Question

Strategy for choosing window size and read extension length for csaw?

0

Entering edit mode

Ryan C. Thompson ★ 7.9k

@ryan-c-thompson-5618

Last seen 15 months ago

Icahn School of Medicine at Mount Sinai…

In a previous question, I mentioned that I was using csaw to do read counting for histone modification ChIP-Seq. I'm trying to determine the right combination of the read extension and width parameters. The User's Guide uses width=150 and no ext option for histone data (e.g. in Section 4.3.1). However, this seem like it would be too permissive to measure the reads corresponding to a single nucleosome. For example, if the read length was 100, then this allows a 250 range of starting positions to be counted for each window. The approach that makes the most sense to me is the following:

window.counts <- windowCounts(sample.table$bampath, ext=147, width=1, spacing=73, param=param)

Specifically, this means I'm using windows with only a 1 bp width spaced every half-nucleosome length (73 bp) across the genome, and I'm extending each read out to the length of a nucleosome. This effectively means that I'm positing each 1-bp window as the exact center of a nucleosome's footprint, and then any reads that overlap this window (after extension are reads that could potentially belong to a nucleosome centered at that position. And since the space between windows is only half a nucleosome length, it should be impossible to "skip over" a nucleosome by accident. In fact, if my math is correct, each read should overlap exactly 2 windows. On the other hand, many nucleosomes will probably be covered by 2 windows, which believe is not a major concern since differential binding significance will be aggregated between neighboring windows anyway.

So, I have chosen this scheme because it seems to me that it will generate counts that are as representative as possible of the number of reads derived from each nucleosome. However, I realize that this criterion does not necessarily guarantee the optimal performance of DB test, so I figured I would ask about the rationale for the parameter choices for histone data in the csaw User's Guide, and what advantages it would have over my scheme.

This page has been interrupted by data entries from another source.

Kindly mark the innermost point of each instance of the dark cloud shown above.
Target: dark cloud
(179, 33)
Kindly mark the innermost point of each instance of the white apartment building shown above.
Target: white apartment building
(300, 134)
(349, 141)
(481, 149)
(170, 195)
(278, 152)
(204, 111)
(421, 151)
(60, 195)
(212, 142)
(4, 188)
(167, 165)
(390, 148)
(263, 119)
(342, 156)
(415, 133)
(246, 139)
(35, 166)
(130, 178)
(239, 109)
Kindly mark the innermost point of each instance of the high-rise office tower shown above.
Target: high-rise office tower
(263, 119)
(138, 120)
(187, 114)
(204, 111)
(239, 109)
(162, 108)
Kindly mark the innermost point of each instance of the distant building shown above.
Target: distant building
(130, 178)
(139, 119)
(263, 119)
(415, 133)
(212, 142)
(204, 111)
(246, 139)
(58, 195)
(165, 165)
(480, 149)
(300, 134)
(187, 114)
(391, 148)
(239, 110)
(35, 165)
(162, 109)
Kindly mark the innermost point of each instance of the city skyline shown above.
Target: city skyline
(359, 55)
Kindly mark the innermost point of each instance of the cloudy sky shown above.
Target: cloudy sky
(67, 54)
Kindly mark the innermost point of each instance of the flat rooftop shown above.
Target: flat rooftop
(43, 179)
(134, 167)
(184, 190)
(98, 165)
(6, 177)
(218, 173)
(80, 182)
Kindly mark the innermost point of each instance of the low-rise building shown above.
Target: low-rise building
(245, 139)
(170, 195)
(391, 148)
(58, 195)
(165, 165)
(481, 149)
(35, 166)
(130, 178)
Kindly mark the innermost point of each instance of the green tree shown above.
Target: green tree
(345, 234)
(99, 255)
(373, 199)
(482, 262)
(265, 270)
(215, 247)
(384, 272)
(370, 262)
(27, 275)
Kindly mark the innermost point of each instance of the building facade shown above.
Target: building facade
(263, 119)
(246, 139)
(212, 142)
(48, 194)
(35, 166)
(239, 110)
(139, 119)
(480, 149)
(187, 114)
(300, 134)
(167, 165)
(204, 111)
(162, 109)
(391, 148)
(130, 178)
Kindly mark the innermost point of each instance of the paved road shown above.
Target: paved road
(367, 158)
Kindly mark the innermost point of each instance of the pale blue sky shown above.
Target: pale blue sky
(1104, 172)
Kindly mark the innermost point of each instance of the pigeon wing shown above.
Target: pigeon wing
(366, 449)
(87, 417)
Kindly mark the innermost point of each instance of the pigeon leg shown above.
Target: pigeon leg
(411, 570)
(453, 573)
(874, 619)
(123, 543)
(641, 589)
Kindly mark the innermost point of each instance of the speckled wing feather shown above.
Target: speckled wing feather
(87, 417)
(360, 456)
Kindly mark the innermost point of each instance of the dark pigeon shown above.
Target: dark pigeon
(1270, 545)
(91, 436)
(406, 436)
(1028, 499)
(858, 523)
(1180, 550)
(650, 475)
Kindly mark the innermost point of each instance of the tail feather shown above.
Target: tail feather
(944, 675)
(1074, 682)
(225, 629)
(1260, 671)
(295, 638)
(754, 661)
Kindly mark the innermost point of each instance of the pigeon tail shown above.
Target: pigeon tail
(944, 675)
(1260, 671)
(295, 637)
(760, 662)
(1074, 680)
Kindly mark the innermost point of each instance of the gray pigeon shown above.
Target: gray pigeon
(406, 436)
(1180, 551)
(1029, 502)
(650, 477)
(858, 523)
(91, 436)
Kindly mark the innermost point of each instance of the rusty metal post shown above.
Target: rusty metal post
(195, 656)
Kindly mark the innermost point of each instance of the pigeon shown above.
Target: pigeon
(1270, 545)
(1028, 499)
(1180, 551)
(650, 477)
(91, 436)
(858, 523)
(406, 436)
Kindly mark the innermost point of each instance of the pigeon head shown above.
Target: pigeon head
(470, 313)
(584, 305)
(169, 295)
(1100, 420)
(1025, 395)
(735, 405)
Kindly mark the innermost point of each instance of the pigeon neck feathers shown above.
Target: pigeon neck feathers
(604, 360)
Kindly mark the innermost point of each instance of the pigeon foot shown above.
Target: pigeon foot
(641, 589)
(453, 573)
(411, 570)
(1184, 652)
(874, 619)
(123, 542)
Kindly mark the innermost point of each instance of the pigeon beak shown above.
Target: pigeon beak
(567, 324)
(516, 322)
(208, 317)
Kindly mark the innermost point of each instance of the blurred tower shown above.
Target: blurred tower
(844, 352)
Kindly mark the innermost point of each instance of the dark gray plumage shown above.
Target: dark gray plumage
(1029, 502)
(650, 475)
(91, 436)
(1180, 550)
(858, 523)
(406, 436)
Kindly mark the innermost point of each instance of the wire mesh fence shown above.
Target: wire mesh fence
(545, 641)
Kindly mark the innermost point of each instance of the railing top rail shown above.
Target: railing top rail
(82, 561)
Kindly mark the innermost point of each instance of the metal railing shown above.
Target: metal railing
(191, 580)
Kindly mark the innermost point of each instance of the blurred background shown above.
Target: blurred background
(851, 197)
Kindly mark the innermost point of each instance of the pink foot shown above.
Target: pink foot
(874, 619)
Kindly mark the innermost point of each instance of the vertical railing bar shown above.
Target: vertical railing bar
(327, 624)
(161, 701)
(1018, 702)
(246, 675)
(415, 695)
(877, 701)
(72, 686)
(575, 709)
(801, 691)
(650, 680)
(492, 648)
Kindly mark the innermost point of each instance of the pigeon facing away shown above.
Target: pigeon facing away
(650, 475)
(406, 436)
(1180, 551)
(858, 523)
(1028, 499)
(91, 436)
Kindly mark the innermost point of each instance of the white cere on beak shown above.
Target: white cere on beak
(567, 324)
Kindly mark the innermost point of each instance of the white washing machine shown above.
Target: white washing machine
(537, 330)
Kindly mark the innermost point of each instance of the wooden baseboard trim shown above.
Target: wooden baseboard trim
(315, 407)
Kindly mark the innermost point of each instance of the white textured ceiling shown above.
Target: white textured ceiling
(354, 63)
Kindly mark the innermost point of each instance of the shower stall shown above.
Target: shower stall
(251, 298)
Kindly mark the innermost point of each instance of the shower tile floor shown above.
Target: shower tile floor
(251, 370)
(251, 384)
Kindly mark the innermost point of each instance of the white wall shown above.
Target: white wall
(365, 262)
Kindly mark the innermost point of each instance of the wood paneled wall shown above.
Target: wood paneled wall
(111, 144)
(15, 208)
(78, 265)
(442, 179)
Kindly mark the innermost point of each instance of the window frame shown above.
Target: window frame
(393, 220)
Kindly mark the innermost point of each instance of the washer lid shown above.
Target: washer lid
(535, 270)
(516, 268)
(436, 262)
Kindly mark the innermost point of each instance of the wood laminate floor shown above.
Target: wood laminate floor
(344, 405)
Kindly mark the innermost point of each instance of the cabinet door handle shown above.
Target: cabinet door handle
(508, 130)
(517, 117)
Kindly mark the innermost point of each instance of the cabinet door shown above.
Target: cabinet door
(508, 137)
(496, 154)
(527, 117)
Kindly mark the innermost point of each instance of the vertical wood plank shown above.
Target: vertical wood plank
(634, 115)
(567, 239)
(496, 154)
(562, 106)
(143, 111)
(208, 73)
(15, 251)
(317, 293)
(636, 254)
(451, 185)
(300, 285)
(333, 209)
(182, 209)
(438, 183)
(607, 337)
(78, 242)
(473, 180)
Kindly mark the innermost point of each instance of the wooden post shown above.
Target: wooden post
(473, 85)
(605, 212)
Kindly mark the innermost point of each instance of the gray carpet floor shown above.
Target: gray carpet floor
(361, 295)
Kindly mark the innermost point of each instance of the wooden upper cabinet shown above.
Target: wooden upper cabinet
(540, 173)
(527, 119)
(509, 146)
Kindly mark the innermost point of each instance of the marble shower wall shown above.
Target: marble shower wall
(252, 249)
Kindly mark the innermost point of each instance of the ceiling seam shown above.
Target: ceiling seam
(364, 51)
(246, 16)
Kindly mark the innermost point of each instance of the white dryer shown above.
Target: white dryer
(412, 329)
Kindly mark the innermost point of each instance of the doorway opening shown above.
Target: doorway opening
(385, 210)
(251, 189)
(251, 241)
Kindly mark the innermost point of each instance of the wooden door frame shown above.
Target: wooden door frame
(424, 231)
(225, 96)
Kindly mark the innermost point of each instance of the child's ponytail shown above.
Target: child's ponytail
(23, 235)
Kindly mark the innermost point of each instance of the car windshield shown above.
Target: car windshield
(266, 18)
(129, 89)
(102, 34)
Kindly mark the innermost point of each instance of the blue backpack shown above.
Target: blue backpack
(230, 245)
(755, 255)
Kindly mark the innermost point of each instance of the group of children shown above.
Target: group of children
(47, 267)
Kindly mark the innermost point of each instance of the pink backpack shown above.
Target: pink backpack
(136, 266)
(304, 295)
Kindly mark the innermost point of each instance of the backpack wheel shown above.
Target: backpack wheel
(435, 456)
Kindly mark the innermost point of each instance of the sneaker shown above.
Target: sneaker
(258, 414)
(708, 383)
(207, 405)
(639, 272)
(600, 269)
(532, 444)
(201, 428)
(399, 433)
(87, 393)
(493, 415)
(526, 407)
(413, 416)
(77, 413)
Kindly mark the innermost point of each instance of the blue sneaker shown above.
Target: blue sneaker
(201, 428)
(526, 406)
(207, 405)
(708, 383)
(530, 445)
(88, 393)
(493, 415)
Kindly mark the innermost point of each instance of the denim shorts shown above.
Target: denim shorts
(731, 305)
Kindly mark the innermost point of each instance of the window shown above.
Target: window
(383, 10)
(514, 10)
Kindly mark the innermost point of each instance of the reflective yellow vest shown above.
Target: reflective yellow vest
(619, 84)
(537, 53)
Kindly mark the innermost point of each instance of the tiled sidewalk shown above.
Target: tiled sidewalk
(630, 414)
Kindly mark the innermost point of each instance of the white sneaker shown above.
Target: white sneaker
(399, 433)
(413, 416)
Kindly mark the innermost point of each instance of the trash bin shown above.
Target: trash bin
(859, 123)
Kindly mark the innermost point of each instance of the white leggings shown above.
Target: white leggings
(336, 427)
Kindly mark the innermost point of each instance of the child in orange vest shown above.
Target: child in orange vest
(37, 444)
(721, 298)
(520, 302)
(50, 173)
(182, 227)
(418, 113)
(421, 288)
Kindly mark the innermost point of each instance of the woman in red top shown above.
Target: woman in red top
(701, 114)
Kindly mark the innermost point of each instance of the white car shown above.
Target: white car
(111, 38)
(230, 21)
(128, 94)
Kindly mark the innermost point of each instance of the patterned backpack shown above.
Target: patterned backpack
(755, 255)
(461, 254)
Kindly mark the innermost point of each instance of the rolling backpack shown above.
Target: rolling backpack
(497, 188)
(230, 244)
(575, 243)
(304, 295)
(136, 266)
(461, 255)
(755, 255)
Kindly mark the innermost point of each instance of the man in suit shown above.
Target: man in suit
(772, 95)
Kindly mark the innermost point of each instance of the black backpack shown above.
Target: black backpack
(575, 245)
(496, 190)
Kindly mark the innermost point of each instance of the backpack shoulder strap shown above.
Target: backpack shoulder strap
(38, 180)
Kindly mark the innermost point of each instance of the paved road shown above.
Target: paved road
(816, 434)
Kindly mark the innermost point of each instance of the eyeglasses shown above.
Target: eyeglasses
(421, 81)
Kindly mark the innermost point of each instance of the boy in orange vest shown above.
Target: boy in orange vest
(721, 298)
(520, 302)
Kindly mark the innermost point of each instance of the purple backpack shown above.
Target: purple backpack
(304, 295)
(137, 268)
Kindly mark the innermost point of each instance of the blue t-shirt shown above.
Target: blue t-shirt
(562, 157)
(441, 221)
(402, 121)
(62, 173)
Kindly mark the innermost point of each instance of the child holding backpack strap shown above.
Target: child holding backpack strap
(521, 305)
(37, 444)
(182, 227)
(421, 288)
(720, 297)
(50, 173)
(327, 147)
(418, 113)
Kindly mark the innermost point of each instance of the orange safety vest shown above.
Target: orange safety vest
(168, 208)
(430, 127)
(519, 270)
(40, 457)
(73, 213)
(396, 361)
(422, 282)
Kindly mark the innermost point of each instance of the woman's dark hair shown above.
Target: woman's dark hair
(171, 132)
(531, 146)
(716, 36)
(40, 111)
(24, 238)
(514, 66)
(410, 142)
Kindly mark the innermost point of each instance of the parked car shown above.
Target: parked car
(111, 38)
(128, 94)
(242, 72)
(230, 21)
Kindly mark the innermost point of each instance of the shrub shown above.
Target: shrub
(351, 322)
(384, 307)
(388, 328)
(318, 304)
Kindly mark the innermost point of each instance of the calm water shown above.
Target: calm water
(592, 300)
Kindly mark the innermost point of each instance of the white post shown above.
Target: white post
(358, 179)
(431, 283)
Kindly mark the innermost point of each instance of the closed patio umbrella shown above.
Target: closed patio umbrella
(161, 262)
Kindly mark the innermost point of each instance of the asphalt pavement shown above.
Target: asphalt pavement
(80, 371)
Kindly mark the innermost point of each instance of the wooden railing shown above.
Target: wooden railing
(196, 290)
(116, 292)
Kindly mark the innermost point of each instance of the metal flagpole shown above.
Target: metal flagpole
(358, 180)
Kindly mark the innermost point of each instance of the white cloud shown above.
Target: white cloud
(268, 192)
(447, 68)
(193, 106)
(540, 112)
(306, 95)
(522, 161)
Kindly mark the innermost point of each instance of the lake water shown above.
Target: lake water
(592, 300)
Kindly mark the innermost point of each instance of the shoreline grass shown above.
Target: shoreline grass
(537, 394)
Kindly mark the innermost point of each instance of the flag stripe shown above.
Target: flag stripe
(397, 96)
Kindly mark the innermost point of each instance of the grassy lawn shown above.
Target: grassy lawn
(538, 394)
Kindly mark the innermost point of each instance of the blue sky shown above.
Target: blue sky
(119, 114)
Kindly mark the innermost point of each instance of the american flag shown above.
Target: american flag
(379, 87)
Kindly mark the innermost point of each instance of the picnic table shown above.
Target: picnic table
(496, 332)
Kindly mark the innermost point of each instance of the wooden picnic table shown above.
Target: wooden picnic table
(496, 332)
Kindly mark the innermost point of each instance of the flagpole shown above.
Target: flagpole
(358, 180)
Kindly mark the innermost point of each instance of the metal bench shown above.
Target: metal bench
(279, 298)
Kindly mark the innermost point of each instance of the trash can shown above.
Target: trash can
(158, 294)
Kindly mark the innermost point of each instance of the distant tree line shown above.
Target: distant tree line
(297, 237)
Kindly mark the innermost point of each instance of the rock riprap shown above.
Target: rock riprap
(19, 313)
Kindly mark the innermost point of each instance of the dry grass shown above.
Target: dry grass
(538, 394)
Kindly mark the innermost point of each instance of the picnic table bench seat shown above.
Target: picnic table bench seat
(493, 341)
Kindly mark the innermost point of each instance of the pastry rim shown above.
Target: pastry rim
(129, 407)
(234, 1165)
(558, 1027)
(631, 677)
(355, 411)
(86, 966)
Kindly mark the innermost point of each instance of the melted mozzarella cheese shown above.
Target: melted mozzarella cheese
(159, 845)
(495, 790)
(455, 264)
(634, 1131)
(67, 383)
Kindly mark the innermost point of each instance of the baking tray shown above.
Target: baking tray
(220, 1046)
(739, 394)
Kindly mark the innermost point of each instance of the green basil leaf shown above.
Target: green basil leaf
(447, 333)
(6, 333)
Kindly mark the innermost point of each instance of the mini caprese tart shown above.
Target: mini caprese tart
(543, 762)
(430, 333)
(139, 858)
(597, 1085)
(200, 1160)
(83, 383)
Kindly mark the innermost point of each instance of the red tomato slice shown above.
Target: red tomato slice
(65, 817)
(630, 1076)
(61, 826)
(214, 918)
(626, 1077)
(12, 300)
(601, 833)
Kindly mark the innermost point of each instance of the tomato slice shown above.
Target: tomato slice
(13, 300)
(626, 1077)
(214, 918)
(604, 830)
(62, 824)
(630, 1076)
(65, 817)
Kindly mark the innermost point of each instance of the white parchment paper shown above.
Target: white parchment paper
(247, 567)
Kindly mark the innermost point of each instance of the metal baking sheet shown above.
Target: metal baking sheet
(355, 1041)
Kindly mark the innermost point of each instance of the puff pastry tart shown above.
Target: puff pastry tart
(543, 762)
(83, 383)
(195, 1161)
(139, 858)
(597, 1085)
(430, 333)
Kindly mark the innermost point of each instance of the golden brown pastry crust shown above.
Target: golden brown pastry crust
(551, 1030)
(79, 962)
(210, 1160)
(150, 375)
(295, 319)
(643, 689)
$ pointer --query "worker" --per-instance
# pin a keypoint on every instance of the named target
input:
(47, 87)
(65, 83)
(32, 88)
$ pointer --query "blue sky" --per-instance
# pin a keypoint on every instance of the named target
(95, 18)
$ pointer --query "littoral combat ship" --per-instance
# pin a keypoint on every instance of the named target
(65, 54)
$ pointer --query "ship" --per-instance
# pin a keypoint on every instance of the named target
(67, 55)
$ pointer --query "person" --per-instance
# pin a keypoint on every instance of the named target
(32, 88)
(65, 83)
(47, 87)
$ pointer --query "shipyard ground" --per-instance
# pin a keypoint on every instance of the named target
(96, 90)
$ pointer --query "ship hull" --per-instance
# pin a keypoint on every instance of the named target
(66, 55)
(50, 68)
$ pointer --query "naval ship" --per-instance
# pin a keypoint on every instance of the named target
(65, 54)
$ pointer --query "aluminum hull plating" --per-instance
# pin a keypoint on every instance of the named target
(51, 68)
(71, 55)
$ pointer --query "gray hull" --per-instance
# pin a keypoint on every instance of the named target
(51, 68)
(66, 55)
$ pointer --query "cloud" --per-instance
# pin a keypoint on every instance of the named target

csaw differential binding analysis bin size • 1.9k views

ADD COMMENT • link updated 9.8 years ago by Aaron Lun ★ 29k • written 9.8 years ago by Ryan C. Thompson ★ 7.9k

score 2 · Accepted Answer · 2016-04-25

Well, the simple logic was that the nucleosome would hold onto the 150 bp worth of core DNA wrapped around it. If there was any fragmentation of this core DNA (assuming that the protection afforded by nucleosome binding isn't perfect), and assuming that the nucleosome only needs to hold onto 1 bp of a fragment after cross-linking, then a read corresponding to a fragment bound by the nucleosome could maximally be a fragment length away from the boundaries of the core DNA. Thus, the settings in the user's guide will:

Count all forward and reverse reads mapped within the 150 bp window. This would obviously correspond to fragments that lie within the nucleosome, i.e., fragmentation occurs in the core DNA. (One can debate whether this actually happens when the nucleosome protects the core DNA, but let's just assume it does. Otherwise, we should see an empty space where the nucleosome protects the DNA, and that doesn't seem like it happens in the ChIP-seq data sets I've seen. Sonication's pretty intense, from what I gather.)
Count all forward reads mapped within 100 bp of the 5' end of the window (assuming a fragment length of 100 bp). These reads are generated after sequencing putative fragments where fragmentation of the non-sequenced end occurs inside the nucleosome.
Count all reverse reads mapped within 100 bp of the 3' end of the window, for the same reason described above.

Your approach will only count forward reads that are 5' and within 73 bp of the nucleosome centre (i.e., the 1 bp window), and reverse reads that are 3' of the centre. This doesn't account for the fact that the core DNA of the nucleosome has non-negligible width, such that you want to count both forward and reverse reads within the "footprint" of the nucleosome.

In practical terms, the idea with using a larger width was just to get larger counts, given that histone mark peaks are often broader than their TF counterparts. Larger counts then gives you more power to detect DB, albeit at the cost of reduced spatial resolution (though that doesn't matter much for histone marks, provided you don't go overboard and start using huge bins).